I am pleasantly surprised as my family had a Dalmatian puppy when I was growing up with nightmare chewing problems (furniture etc) and I was also worried based on what I had heard about vizsla's.

Our pup tires out after play and likes to take a nap or two during the day. I have been giving her partial run of the house for 2-3 hours in the am (instead of her crate) when I'm out and she seems to just sleep (no evident chewing on her chew toys etc.) so I am happy about that and crossing my fingers she keeps up the model behavior.


----------



## Anida (Jun 10, 2016)

I think with every breed there is a definite range of activity. I think our V is on the lower end of the spectrum. At 10 mths, she has more energy than she did when she is a pup and the weather is starting to cool down a little bit here so I think that is also contributing to her energy increase but it's nothing that a 40-60minute walk doesn't cure.


----------



## MCD (May 4, 2013)

There are other fairly recent posts about mellow vizslas too. Like within the last few months. This is probably a common question. If you type in on the search bar on the right of your screen it will bring up the topic.


----------



## hecallsmebama (Mar 31, 2016)

Amos (8 months) is on the mellow side so far (with us, not with guests), at least compared to what I read and the couple of other vizslas I've encountered. I take him out once a day, occasionally twice, to play for about thirty minutes and he seems content the rest of the day. He loves frisbee so that is what we do mostly which is fairly intense for them, plus it's in the summer heat, so that could be playing a part. Sometimes he gets a little rowdy and will "pick" at someone for attention or play, but that is not the norm. He usually naps or gnaws on his chew toys or he'll sit and wave "bye bye" which is kind of his way of asking to do training. He also has a game he plays with my kids that they made up together called "found ya" (think play resource guarding with moving hide and seek). He loves it and he does run around some with that. He is suppose to be my running partner come December, so it will be interesting to see how that goes. I'm not a crazy distance person by any means, so I think he'll be fine even if he turns out to be truly lazy-ish.
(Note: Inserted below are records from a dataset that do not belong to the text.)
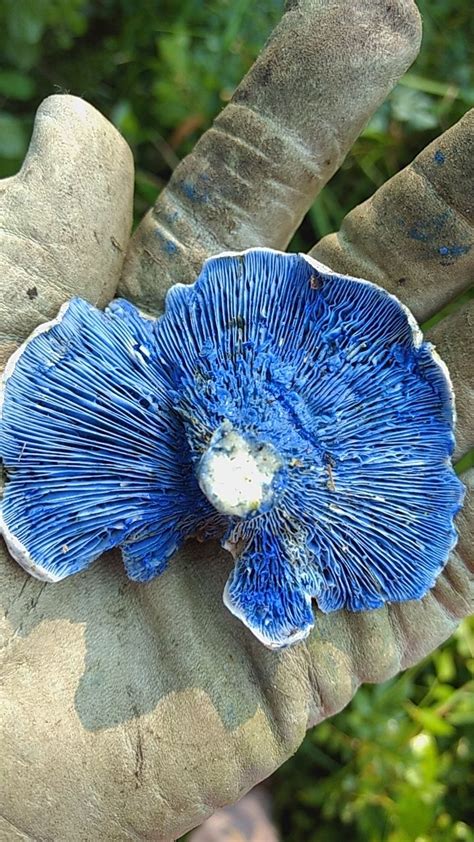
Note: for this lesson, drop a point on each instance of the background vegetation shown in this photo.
(397, 764)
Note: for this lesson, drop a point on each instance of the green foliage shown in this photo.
(395, 766)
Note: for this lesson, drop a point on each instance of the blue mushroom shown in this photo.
(294, 413)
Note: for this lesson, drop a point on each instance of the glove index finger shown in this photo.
(287, 129)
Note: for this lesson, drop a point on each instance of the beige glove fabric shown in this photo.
(131, 712)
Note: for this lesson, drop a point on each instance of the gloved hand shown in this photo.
(130, 711)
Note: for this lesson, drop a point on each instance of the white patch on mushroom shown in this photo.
(235, 474)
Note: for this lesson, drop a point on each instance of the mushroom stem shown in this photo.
(236, 474)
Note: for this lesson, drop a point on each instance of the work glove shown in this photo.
(132, 711)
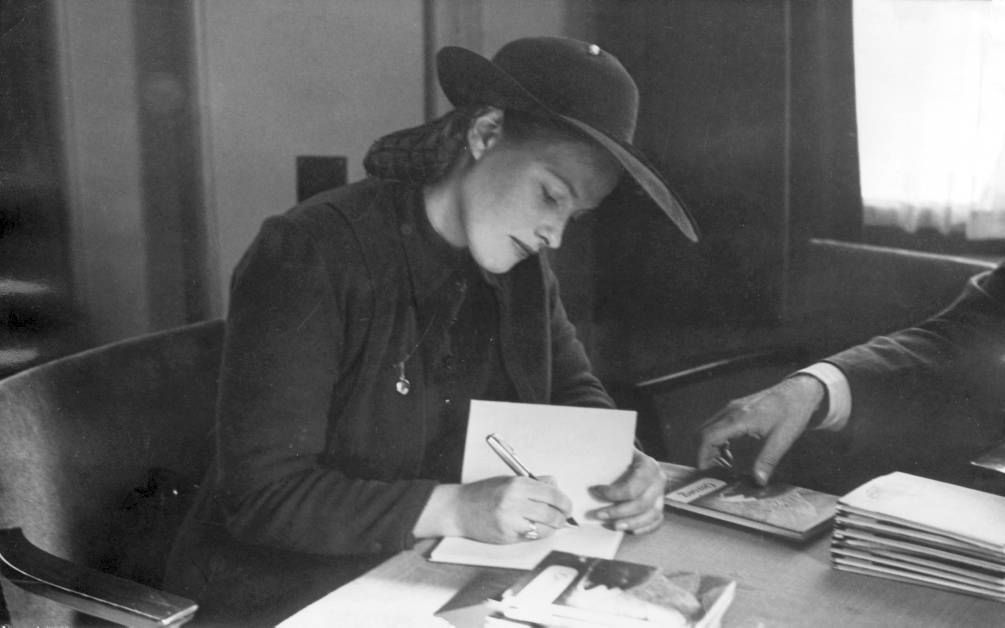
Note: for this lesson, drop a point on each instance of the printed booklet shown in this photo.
(782, 509)
(577, 591)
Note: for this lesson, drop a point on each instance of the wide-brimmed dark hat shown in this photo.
(568, 79)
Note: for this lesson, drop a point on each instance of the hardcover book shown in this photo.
(782, 509)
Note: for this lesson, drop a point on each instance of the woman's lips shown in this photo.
(524, 249)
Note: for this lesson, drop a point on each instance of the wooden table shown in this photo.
(779, 584)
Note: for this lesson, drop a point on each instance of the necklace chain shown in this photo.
(403, 385)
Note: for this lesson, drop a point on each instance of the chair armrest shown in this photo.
(87, 590)
(726, 366)
(700, 390)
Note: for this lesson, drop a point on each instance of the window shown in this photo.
(930, 80)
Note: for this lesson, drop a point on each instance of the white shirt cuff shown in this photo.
(838, 395)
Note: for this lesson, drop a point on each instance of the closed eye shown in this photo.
(548, 196)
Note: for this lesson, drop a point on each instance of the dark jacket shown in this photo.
(929, 398)
(317, 451)
(964, 342)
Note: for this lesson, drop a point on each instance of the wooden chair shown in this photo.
(856, 291)
(101, 451)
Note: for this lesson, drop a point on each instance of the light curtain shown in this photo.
(930, 81)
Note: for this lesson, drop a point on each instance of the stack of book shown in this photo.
(916, 530)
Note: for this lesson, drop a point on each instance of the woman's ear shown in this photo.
(485, 131)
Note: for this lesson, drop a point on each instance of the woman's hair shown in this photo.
(425, 154)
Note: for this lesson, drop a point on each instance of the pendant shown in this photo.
(403, 386)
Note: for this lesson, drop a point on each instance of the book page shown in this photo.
(588, 540)
(934, 505)
(579, 447)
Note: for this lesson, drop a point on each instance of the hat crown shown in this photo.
(575, 78)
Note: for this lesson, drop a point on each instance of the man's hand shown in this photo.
(778, 415)
(637, 497)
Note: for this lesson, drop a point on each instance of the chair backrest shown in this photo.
(80, 435)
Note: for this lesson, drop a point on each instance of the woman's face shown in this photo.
(518, 197)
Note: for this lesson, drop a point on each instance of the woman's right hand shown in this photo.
(497, 509)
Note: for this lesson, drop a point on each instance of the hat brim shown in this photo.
(469, 78)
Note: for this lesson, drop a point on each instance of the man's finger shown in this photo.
(775, 447)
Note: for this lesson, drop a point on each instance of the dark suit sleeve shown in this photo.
(573, 382)
(964, 342)
(281, 360)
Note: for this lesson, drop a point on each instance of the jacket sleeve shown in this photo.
(280, 364)
(573, 382)
(964, 342)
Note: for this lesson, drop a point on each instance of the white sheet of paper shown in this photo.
(579, 447)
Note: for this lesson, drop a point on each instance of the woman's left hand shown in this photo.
(637, 497)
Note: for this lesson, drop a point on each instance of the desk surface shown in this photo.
(778, 584)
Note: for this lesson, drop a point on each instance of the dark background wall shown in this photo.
(748, 108)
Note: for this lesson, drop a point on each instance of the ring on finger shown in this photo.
(531, 534)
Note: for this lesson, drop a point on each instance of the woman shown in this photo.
(363, 322)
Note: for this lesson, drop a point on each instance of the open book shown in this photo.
(782, 509)
(579, 447)
(578, 591)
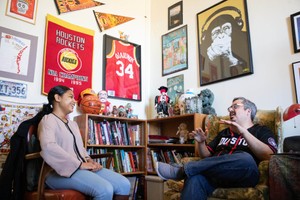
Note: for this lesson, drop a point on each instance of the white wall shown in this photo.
(137, 29)
(270, 86)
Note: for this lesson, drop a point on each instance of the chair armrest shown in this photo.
(263, 168)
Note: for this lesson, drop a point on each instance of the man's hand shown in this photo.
(199, 135)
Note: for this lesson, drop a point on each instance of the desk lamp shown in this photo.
(291, 144)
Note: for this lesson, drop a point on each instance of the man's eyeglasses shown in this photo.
(234, 106)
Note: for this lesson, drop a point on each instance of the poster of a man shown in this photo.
(224, 42)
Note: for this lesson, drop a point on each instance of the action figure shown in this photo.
(182, 133)
(105, 105)
(162, 102)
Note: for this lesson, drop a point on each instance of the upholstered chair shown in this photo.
(270, 118)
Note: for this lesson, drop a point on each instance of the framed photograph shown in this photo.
(295, 20)
(22, 10)
(174, 51)
(121, 69)
(296, 73)
(17, 55)
(175, 15)
(175, 87)
(224, 42)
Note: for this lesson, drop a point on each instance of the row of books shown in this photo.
(167, 156)
(113, 133)
(123, 161)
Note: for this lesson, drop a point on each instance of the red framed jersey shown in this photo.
(122, 73)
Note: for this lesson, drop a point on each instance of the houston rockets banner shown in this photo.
(68, 56)
(106, 21)
(64, 6)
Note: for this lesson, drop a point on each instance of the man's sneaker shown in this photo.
(170, 171)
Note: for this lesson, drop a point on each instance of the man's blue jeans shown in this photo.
(232, 170)
(99, 185)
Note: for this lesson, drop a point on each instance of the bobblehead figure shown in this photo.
(162, 102)
(105, 104)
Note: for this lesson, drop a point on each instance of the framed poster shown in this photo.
(175, 87)
(224, 42)
(295, 20)
(296, 73)
(24, 10)
(175, 15)
(17, 55)
(121, 69)
(174, 51)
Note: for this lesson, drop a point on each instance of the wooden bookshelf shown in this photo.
(168, 127)
(87, 124)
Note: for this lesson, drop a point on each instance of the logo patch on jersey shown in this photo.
(272, 142)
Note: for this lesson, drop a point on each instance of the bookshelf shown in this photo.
(167, 128)
(124, 137)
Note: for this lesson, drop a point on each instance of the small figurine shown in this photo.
(128, 110)
(183, 133)
(114, 111)
(162, 102)
(105, 105)
(181, 101)
(121, 111)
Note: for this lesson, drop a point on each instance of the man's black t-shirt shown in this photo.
(228, 142)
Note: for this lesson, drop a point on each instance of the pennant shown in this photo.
(106, 21)
(64, 6)
(68, 57)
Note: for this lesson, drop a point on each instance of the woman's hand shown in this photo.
(199, 135)
(91, 165)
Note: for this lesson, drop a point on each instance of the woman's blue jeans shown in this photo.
(102, 184)
(231, 170)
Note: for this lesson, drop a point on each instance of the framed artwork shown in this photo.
(175, 15)
(296, 73)
(17, 55)
(22, 10)
(224, 42)
(174, 51)
(121, 69)
(295, 20)
(175, 87)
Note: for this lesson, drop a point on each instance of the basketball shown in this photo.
(90, 104)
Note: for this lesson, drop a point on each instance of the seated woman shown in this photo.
(62, 149)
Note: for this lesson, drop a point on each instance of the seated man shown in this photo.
(230, 160)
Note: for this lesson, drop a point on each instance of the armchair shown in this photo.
(269, 118)
(34, 158)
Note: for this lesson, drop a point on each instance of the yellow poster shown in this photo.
(107, 21)
(64, 6)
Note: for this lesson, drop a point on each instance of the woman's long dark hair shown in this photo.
(48, 108)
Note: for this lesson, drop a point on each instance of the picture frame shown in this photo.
(296, 74)
(175, 86)
(175, 51)
(121, 69)
(229, 57)
(175, 15)
(17, 54)
(295, 22)
(22, 10)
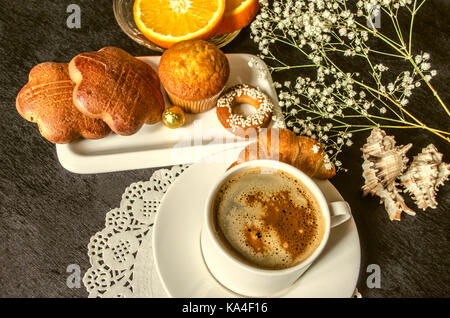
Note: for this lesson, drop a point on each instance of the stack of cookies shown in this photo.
(94, 94)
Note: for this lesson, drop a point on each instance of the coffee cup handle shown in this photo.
(339, 212)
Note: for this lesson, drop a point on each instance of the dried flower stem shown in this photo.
(338, 103)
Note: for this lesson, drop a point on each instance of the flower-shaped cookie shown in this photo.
(120, 89)
(47, 99)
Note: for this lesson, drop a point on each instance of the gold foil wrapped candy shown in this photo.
(173, 117)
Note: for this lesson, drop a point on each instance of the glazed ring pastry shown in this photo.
(241, 125)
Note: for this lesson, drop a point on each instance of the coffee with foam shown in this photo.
(268, 219)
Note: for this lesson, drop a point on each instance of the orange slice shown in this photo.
(166, 22)
(238, 14)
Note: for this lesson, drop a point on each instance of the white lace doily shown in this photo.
(121, 255)
(122, 250)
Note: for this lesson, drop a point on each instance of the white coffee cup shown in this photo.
(253, 281)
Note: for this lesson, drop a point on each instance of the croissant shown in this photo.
(283, 145)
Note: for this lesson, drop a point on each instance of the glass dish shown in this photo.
(123, 12)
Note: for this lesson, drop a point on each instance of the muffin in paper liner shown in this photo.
(194, 74)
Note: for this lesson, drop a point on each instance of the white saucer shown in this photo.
(178, 257)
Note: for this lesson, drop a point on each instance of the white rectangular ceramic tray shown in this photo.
(158, 146)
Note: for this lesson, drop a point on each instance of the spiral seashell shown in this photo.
(383, 163)
(425, 174)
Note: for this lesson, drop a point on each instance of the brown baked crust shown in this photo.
(194, 70)
(47, 100)
(283, 145)
(118, 88)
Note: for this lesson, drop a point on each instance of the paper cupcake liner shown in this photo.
(195, 106)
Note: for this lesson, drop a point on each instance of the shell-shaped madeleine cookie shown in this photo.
(118, 88)
(47, 99)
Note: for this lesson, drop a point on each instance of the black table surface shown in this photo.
(47, 214)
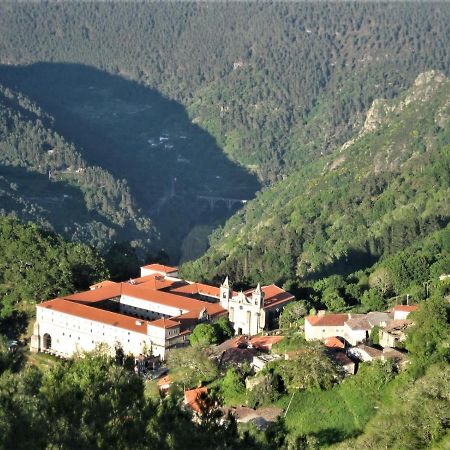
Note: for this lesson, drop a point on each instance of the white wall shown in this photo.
(71, 334)
(322, 332)
(146, 305)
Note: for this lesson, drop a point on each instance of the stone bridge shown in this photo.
(229, 202)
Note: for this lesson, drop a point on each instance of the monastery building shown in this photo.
(153, 313)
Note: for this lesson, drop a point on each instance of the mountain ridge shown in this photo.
(373, 196)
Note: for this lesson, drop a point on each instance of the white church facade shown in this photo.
(150, 314)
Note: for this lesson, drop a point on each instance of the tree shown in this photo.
(190, 366)
(309, 368)
(232, 388)
(372, 300)
(92, 403)
(422, 415)
(224, 329)
(293, 313)
(428, 340)
(23, 419)
(204, 334)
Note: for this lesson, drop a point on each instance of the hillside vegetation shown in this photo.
(384, 192)
(275, 83)
(45, 179)
(115, 160)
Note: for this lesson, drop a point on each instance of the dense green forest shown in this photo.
(45, 179)
(275, 83)
(378, 198)
(36, 265)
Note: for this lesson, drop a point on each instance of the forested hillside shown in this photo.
(36, 265)
(275, 83)
(101, 160)
(379, 194)
(45, 179)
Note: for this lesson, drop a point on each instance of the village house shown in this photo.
(195, 401)
(150, 314)
(365, 353)
(348, 366)
(402, 312)
(393, 335)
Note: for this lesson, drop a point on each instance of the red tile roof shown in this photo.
(164, 323)
(196, 289)
(341, 358)
(334, 342)
(193, 398)
(358, 323)
(176, 301)
(275, 296)
(102, 284)
(96, 295)
(95, 314)
(405, 308)
(327, 320)
(265, 342)
(164, 382)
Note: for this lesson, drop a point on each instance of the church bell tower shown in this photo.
(225, 294)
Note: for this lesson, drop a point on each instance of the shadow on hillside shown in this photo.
(53, 202)
(137, 134)
(354, 261)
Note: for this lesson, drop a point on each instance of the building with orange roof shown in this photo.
(153, 313)
(194, 399)
(153, 269)
(401, 312)
(322, 326)
(255, 310)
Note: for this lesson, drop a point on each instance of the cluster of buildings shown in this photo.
(150, 314)
(352, 333)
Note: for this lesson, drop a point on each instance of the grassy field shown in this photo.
(340, 413)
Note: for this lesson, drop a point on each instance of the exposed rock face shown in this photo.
(423, 88)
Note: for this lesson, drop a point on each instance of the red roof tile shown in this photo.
(265, 342)
(405, 308)
(327, 320)
(176, 301)
(164, 323)
(97, 295)
(274, 296)
(102, 284)
(334, 342)
(196, 289)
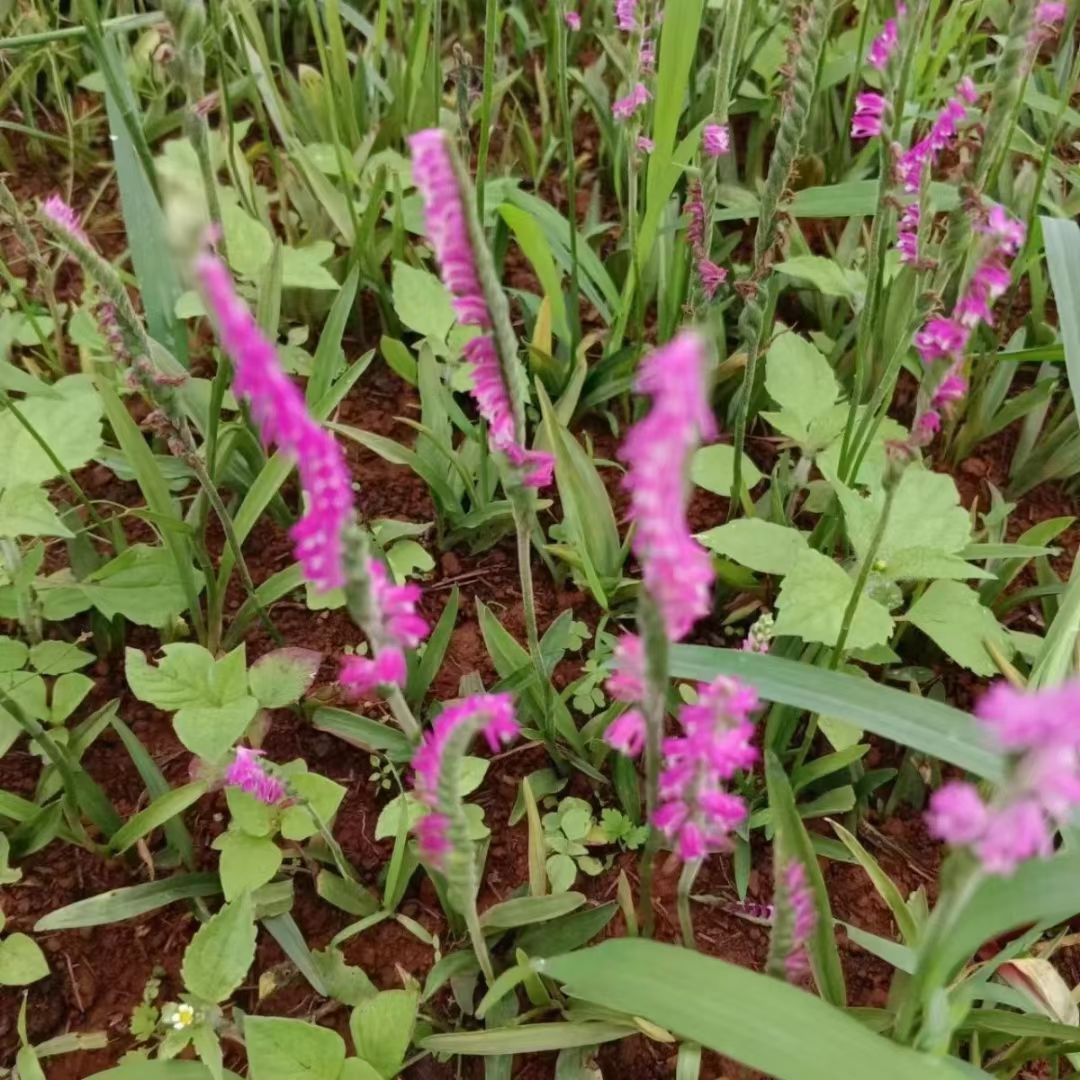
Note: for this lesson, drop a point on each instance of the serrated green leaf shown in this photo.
(221, 952)
(22, 960)
(381, 1029)
(799, 378)
(25, 511)
(757, 544)
(421, 301)
(954, 618)
(713, 468)
(246, 862)
(68, 423)
(280, 1049)
(283, 676)
(812, 601)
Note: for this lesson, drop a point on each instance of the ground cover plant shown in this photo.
(539, 539)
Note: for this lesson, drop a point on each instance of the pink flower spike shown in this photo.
(625, 14)
(625, 107)
(360, 675)
(61, 214)
(1013, 835)
(942, 339)
(626, 682)
(281, 415)
(968, 90)
(677, 571)
(957, 813)
(712, 277)
(804, 919)
(246, 773)
(883, 45)
(626, 733)
(447, 227)
(696, 812)
(716, 139)
(868, 116)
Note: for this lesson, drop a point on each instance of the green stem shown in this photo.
(686, 880)
(655, 638)
(864, 572)
(490, 35)
(807, 46)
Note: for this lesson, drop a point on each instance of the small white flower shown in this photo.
(184, 1016)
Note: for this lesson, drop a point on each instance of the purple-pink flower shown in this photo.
(799, 896)
(626, 680)
(625, 14)
(883, 45)
(907, 234)
(696, 810)
(1041, 733)
(677, 571)
(942, 339)
(712, 277)
(493, 715)
(246, 772)
(868, 117)
(395, 625)
(716, 139)
(282, 417)
(448, 232)
(626, 732)
(625, 107)
(61, 214)
(647, 55)
(1048, 19)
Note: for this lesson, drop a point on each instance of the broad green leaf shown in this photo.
(528, 1038)
(926, 520)
(210, 731)
(793, 842)
(69, 424)
(525, 910)
(302, 267)
(162, 809)
(25, 511)
(381, 1029)
(954, 618)
(421, 301)
(142, 584)
(799, 378)
(13, 653)
(221, 952)
(22, 960)
(345, 982)
(825, 275)
(324, 796)
(922, 724)
(280, 1049)
(713, 467)
(282, 677)
(736, 1011)
(69, 691)
(246, 862)
(812, 601)
(127, 903)
(760, 545)
(57, 658)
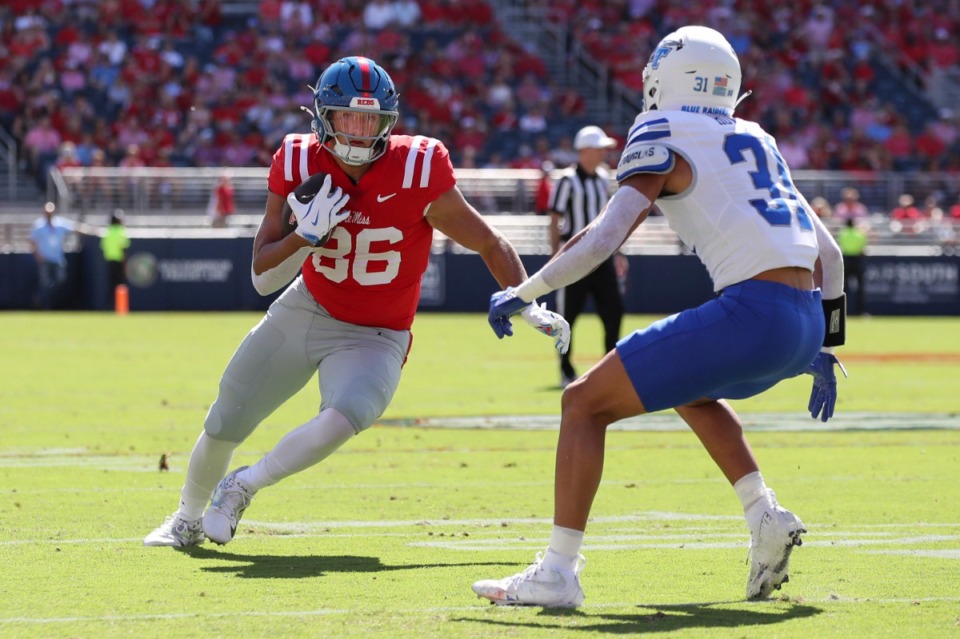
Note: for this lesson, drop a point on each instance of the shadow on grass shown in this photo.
(666, 618)
(303, 566)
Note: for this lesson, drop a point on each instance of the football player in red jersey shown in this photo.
(356, 257)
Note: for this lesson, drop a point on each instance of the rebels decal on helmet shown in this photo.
(355, 109)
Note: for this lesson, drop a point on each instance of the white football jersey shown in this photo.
(742, 214)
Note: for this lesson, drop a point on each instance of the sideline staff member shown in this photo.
(576, 200)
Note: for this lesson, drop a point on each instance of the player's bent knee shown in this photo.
(360, 409)
(227, 419)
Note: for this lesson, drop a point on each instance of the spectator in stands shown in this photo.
(850, 207)
(852, 239)
(577, 198)
(114, 245)
(541, 201)
(347, 314)
(821, 207)
(906, 217)
(221, 201)
(563, 154)
(48, 240)
(42, 142)
(940, 224)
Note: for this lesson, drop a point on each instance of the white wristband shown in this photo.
(533, 288)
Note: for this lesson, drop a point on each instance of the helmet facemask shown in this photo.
(355, 110)
(693, 69)
(356, 136)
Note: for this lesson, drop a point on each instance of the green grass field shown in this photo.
(385, 537)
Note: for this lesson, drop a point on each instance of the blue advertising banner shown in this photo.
(213, 274)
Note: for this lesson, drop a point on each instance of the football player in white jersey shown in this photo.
(725, 189)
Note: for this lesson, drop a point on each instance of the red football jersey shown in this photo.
(370, 269)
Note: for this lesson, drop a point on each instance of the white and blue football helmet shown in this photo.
(692, 69)
(355, 107)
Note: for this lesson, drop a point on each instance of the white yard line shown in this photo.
(478, 608)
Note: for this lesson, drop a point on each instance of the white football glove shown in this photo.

On the flip side, he is wild when we have guests and we have people over a good bit. He is super hyper and thinks he needs to their attention nonstop. He's a completely different dog. I know people think we must be a slave to him. ;D


----------



## Anida (Jun 10, 2016)

HeCallsMeBama said:


> Amos (8 months) is on the mellow side so far (with us, not with guests), at least compared to what I read and the couple of other vizslas I've encountered. I take him out once a day, occasionally twice, to play for about thirty minutes and he seems content the rest of the day. He loves frisbee so that is what we do mostly which is fairly intense for them, plus it's in the summer heat, so that could be playing a part. Sometimes he gets a little rowdy and will "pick" at someone for attention or play, but that is not the norm. He usually naps or gnaws on his chew toys or he'll sit and wave "bye bye" which is kind of his way of asking to do training. He also has a game he plays with my kids that they made up together called "found ya" (think play resource guarding with moving hide and seek). He loves it and he does run around some with that. He is suppose to be my running partner come December, so it will be interesting to see how that goes. I'm not a crazy distance person by any means, so I think he'll be fine even if he turns out to be truly lazy-ish.
> 
> On the flip side, he is wild when we have guests and we have people over a good bit. He is super hyper and thinks he needs to their attention nonstop. He's a completely different dog. I know people think we must be a slave to him. ;D


I think Amos and Kaylee would get a long great haha. This is pretty much her to a tee as well. Guests or other dogs she is crazy hyper but otherwise she is content with one walk or frisbee as well


----------